睡眠導入剤混入問題 安全第一の薬作りを

ごめんなさい。診断を間違えました。

大学3年生の秋。生まれて初めて誤診をされました。

朝から軽い倦怠感を覚えながらも、インターンに向かったある日。帰路につく頃には、歩くことも辛いほど体調が悪化していました。診療所の待合室で熱を測ると38.5度。きっと疲れが出てしまったんだ。そう思いながら診察を待ちました。

診断は、「おなかの風邪」。腹痛はないと訴えたのですが、それでも診断は変わりません。どこか釈然としない気持ちを抱えたまま、処方された薬を飲んで眠りにつきました。

2日後。なかなか体調は良くなりません。流石におかしいと思い、再度受診。そこで上記の言葉を言われました。本当の診断は、喉の風邪。喉は腫れ、点滴をしなければいけないほど悪化していました。結局、全快するまでに1週間かかりました。

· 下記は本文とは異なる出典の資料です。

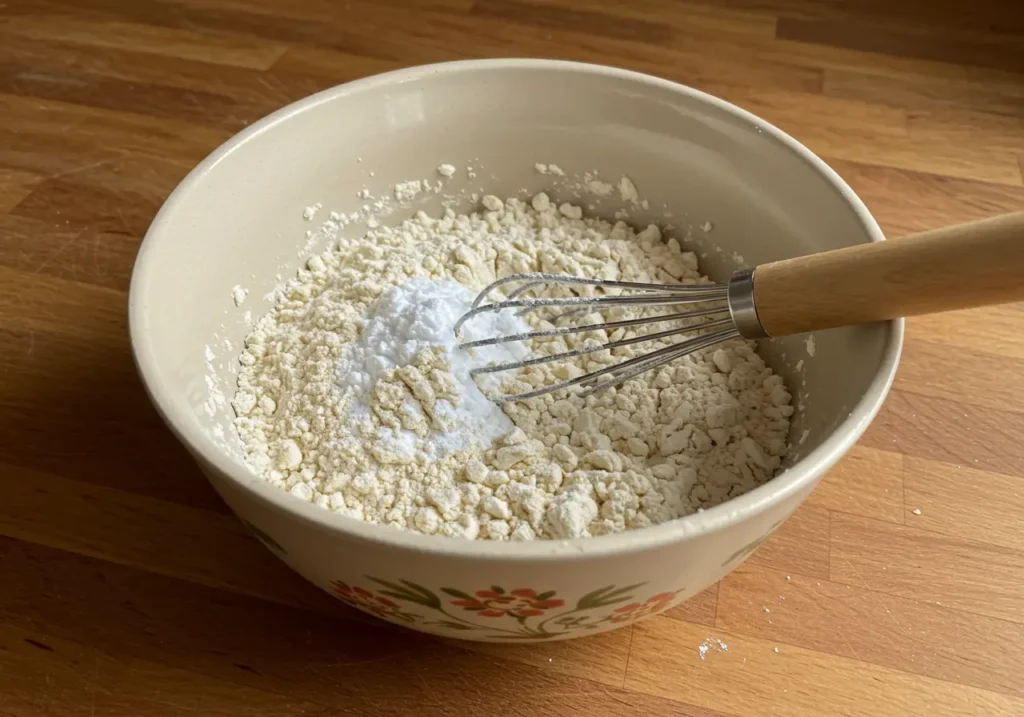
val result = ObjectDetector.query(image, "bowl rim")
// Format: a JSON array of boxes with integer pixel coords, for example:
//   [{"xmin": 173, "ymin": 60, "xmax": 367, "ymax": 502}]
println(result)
[{"xmin": 128, "ymin": 58, "xmax": 904, "ymax": 561}]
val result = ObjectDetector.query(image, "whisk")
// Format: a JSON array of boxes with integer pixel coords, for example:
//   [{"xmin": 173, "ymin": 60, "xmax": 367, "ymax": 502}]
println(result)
[{"xmin": 455, "ymin": 212, "xmax": 1024, "ymax": 403}]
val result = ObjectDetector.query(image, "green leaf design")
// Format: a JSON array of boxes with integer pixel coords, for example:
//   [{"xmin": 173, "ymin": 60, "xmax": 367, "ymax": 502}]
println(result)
[
  {"xmin": 435, "ymin": 620, "xmax": 478, "ymax": 630},
  {"xmin": 367, "ymin": 575, "xmax": 441, "ymax": 609},
  {"xmin": 722, "ymin": 518, "xmax": 785, "ymax": 567},
  {"xmin": 575, "ymin": 583, "xmax": 644, "ymax": 610}
]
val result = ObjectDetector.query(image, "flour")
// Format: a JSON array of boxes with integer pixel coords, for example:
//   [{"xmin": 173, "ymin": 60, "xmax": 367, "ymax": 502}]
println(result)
[
  {"xmin": 232, "ymin": 193, "xmax": 793, "ymax": 540},
  {"xmin": 337, "ymin": 279, "xmax": 529, "ymax": 460}
]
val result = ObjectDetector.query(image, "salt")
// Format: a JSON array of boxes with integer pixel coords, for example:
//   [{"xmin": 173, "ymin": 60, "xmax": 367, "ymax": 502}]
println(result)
[{"xmin": 336, "ymin": 278, "xmax": 530, "ymax": 457}]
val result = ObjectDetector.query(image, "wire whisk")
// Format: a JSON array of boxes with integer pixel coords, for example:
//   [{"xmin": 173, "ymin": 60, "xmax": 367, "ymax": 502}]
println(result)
[{"xmin": 455, "ymin": 212, "xmax": 1024, "ymax": 403}]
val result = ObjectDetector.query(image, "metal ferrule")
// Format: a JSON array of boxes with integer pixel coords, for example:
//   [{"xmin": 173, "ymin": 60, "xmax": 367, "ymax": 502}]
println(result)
[{"xmin": 729, "ymin": 269, "xmax": 768, "ymax": 339}]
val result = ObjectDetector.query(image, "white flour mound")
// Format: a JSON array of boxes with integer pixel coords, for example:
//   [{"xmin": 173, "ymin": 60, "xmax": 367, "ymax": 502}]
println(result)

風邪は風邪でも、喉とお腹の風邪では処方される薬はもちろん違います。身体の不調を改善する薬は、治せる場所とケアしなければならない場所が合致して初めて効力を発揮します。医師が誤診をしては、いくら「薬」を飲んでも治りません。しかし、正しい診断を受けても、その「薬」に異常があったら…。考えるだけでもぞっとする事態が判明しました。116日間の業務停止命令を受けるきっかけとなった小林化工の睡眠導入剤混入問題です。

法令やルールより作業効率を優先してしまった。

あまりにも無責任な小林広幸社長の発言には呆れるほかありませんでした。生産スピードを重視し、「薬」を供給しても、不良品であれば意味がありません。急成長した影響で、知識、技術が追い付かなかったとの社員の声もありますが、生産する数を見るのではなく、製品の先にいる多くの患者の存在にまず目を向けるべきでした。安全軽視の会社の姿勢で、2人が死亡、200人以上が健康被害を訴えています。同社は、この事態を重く受け止め、反省しなければなりません。

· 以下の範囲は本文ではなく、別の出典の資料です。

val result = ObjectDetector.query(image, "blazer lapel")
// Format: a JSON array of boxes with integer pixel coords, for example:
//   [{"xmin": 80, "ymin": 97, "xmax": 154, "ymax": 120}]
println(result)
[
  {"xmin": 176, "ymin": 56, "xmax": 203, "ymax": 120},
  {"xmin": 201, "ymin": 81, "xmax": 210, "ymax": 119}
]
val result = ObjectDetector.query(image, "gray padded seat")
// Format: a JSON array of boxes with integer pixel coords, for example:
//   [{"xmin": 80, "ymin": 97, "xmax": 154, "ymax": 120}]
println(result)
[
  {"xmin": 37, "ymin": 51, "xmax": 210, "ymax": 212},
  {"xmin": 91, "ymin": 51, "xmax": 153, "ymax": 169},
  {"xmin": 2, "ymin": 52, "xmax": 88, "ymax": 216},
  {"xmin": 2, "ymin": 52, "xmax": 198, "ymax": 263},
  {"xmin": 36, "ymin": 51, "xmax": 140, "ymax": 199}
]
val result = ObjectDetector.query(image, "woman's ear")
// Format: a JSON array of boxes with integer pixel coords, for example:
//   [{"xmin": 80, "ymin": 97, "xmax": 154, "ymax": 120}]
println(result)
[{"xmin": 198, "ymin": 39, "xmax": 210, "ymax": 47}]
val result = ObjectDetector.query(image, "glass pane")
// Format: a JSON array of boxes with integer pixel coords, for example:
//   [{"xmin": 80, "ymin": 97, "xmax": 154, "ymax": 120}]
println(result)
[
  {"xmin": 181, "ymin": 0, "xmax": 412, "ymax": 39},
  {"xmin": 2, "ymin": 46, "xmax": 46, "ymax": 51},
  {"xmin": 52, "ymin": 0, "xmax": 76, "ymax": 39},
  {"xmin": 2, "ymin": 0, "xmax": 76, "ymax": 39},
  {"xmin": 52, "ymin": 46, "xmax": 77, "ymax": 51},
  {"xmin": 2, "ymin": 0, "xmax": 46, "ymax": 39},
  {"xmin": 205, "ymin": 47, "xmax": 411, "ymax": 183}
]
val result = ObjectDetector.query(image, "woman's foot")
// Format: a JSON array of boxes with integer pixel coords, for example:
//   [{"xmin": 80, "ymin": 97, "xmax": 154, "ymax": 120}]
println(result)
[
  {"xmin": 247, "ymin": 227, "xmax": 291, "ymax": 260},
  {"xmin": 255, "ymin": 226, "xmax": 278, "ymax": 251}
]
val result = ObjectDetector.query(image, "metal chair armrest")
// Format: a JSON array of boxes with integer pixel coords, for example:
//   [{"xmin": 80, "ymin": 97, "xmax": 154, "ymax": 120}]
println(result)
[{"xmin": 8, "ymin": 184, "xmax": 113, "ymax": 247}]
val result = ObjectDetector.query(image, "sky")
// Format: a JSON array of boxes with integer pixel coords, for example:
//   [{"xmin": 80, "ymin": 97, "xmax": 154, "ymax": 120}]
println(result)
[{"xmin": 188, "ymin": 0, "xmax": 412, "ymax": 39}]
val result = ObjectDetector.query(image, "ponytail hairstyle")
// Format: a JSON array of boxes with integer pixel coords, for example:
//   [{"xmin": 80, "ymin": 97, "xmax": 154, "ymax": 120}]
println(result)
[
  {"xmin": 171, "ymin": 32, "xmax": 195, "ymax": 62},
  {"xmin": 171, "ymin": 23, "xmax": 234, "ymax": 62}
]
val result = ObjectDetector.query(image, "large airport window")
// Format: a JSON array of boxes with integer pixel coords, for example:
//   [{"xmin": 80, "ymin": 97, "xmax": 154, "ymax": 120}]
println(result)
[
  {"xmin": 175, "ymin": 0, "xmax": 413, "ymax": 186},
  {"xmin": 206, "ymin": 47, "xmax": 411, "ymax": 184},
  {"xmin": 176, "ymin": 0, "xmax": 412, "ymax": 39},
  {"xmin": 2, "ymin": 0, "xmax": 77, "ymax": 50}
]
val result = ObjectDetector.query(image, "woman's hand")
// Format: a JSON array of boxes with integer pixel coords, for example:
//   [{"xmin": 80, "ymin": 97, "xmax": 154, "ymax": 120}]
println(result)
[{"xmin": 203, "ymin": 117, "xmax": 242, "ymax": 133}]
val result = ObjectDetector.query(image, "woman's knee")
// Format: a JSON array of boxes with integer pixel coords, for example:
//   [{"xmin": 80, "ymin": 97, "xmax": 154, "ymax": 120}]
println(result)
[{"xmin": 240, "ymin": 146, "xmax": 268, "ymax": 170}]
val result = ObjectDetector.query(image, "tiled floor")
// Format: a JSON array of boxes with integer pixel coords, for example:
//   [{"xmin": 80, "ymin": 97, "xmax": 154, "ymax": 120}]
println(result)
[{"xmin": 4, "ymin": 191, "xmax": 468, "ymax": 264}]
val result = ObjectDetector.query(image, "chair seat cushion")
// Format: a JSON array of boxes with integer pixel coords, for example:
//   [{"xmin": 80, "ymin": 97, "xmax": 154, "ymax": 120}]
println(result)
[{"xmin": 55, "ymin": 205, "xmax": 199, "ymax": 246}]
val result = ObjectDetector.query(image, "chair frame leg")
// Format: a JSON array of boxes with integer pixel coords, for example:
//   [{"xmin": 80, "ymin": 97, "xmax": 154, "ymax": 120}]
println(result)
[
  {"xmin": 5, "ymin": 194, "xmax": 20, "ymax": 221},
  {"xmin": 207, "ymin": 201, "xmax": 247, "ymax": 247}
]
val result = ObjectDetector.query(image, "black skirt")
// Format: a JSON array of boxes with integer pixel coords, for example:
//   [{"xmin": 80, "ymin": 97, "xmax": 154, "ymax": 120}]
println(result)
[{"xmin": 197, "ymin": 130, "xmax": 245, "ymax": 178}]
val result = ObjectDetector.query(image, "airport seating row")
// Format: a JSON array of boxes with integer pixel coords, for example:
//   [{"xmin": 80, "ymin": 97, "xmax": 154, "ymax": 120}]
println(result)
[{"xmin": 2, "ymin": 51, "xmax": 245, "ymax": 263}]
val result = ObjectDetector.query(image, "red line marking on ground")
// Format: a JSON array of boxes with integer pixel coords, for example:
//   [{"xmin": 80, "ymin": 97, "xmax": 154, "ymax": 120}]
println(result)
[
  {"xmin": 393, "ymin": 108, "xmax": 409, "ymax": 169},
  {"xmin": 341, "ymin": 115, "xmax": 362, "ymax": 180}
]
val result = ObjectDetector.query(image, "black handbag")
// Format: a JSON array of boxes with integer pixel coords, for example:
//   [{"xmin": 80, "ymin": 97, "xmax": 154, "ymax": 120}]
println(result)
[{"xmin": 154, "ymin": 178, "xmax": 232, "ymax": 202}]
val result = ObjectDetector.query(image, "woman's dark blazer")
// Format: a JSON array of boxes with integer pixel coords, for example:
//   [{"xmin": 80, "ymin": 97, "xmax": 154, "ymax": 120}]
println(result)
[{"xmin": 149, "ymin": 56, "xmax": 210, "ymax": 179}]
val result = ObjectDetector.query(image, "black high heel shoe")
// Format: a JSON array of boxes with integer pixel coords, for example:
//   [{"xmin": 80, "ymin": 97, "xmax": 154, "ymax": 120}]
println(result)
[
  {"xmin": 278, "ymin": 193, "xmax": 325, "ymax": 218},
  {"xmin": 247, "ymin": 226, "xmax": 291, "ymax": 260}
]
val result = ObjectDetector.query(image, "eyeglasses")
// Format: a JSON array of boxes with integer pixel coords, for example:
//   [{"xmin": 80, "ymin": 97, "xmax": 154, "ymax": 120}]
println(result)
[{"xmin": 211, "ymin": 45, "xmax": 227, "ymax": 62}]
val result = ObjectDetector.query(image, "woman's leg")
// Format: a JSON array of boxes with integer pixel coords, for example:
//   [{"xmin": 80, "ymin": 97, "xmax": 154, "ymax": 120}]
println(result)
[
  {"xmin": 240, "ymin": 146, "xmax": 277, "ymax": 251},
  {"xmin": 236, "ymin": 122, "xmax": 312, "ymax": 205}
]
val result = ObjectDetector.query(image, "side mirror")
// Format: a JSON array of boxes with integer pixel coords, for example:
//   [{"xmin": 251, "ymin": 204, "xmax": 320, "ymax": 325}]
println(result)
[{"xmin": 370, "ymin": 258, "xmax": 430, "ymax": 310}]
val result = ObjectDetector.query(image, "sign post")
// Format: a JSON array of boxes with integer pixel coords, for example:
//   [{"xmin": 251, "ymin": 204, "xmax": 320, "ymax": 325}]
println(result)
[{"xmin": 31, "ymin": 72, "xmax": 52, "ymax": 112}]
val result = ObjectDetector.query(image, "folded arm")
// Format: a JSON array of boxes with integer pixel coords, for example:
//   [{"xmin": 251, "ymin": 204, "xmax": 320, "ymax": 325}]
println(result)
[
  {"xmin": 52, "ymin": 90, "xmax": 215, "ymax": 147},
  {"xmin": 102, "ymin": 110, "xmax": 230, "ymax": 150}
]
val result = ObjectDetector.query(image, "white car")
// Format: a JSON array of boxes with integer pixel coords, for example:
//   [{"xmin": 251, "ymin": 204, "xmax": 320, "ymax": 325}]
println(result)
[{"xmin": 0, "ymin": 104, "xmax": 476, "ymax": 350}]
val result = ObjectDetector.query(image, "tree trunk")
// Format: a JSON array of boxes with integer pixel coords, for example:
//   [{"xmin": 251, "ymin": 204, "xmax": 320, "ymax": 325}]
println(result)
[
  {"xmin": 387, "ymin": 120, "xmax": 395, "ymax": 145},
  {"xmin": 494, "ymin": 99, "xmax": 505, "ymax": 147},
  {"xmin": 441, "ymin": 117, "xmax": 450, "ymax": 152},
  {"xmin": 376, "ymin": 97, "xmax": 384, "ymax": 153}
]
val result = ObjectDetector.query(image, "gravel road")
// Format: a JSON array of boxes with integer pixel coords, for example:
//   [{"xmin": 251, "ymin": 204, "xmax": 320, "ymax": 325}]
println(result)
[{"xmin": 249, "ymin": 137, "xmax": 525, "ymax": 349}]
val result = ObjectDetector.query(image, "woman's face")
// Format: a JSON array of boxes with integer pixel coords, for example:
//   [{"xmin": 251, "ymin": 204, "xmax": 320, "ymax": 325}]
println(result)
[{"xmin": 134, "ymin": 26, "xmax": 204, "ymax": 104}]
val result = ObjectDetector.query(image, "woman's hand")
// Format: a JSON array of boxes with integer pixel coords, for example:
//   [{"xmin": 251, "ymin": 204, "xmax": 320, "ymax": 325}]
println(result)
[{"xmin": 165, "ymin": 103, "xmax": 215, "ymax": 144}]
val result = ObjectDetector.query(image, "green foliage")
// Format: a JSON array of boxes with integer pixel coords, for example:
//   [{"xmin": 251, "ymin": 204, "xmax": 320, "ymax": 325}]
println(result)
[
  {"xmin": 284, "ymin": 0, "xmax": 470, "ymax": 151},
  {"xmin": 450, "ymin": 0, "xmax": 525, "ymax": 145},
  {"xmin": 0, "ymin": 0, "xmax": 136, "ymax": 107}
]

後発薬を扱う同社が起こした今回の問題。ジェネリック医薬品に不安を覚える人も出てきています。新薬よりも安価なジェネリック医薬品の普及は、医療費の財政負担を減らすため、安全性や有効性を訴え、国を挙げ取り組まれてきました。近年は希望する患者も増えてきた矢先の「睡眠導入剤混入問題」。医薬品への信頼も、同社はいとも簡単に壊しました。同社の製品のみならず、後発薬の信頼を回復するためにも、患者第一の安全な薬作りを求めます。